A: This is really my passion. Don Richardson, author of the book, Peace Child!, also wrote a book called Eternity in their Hearts. It talks about a redemptive analogy, the fact that in every culture there is something that makes a natural bridge to the gospel. We have realized that food is a universal redemption analogy. God intended our dependence on food as a way of showing us that we need to depend on Him for everything. When I read Apples of Gold by Betty Huizenga I saw an opportunity for a pattern for introducing Jesus to people, which is really where my heart is. Apples of Gold is a six-week mentoring program of food demonstration, eating together and then a Bible study. Well, last year we piloted a class with our Taste and Tell recipe sampler, which has about 20 recipes in it. Everyone eats together and then we do Bible studies. The Bible studies are four food incidents in the gospel of John: Wedding Wine, John 2; Living Water, John 4, Living Bread, John 6; and The Catch of Fish, in John 21 where Jesus, after the resurrection, feeds the disciples on the beach. Jesus uses all of these incidents to draw people to Himself. We will see how it goes. I am really excited about it.

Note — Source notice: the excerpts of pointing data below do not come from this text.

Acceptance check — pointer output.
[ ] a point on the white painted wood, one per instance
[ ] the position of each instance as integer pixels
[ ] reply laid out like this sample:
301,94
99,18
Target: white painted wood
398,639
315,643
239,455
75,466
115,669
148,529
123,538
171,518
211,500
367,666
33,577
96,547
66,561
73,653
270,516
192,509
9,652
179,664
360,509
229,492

Q: Sue, we have really enjoyed meeting both you and your husband, Rich. We look forward to having you back here again sometime in the near future. Below, we have included your delicious Almond Coffee Cake recipe which you have graciously agreed to share with our readers. God bless your ministry and thanks again for spending time with us.
Here is a sample recipe from Sue's Breakfast cookbook. Blender recipes are a specialty of Sue's, and this will give you a good feel for how easy whole grain recipes can be to prepare.
Almond Coffee Cake
Amount: 11.5 x 8 (preferred) or 9 x 13 baking pan
Bake: 325 degrees - 30 to 40 minutes
1. Place in blender; blend on highest speed 3 minutes until smooth:
1 cup buttermilk
1/4 cup olive oil (for more cake-like texture)
3/4 cup honey (warm slightly if not easily pourable)
grain choice (not flour) of
1 1/3 cups whole-wheat pastry grain
or 1 1/2 cups spelt, kamut or brown rice
or 1 1/4 cups barley grain
2. Meanwhile, for topping blend together in order given with a fork:
2 Tablespoons butter (unsalted preferred)
2 Tablespoons sucanat or crystalline fructose
1/2 cup uncooked rolled oats
1/2 cup chopped or sliced almonds
(With kamut only) 1 teaspoon cinnamon
3. Cover blender; let stand at room temperature overnight.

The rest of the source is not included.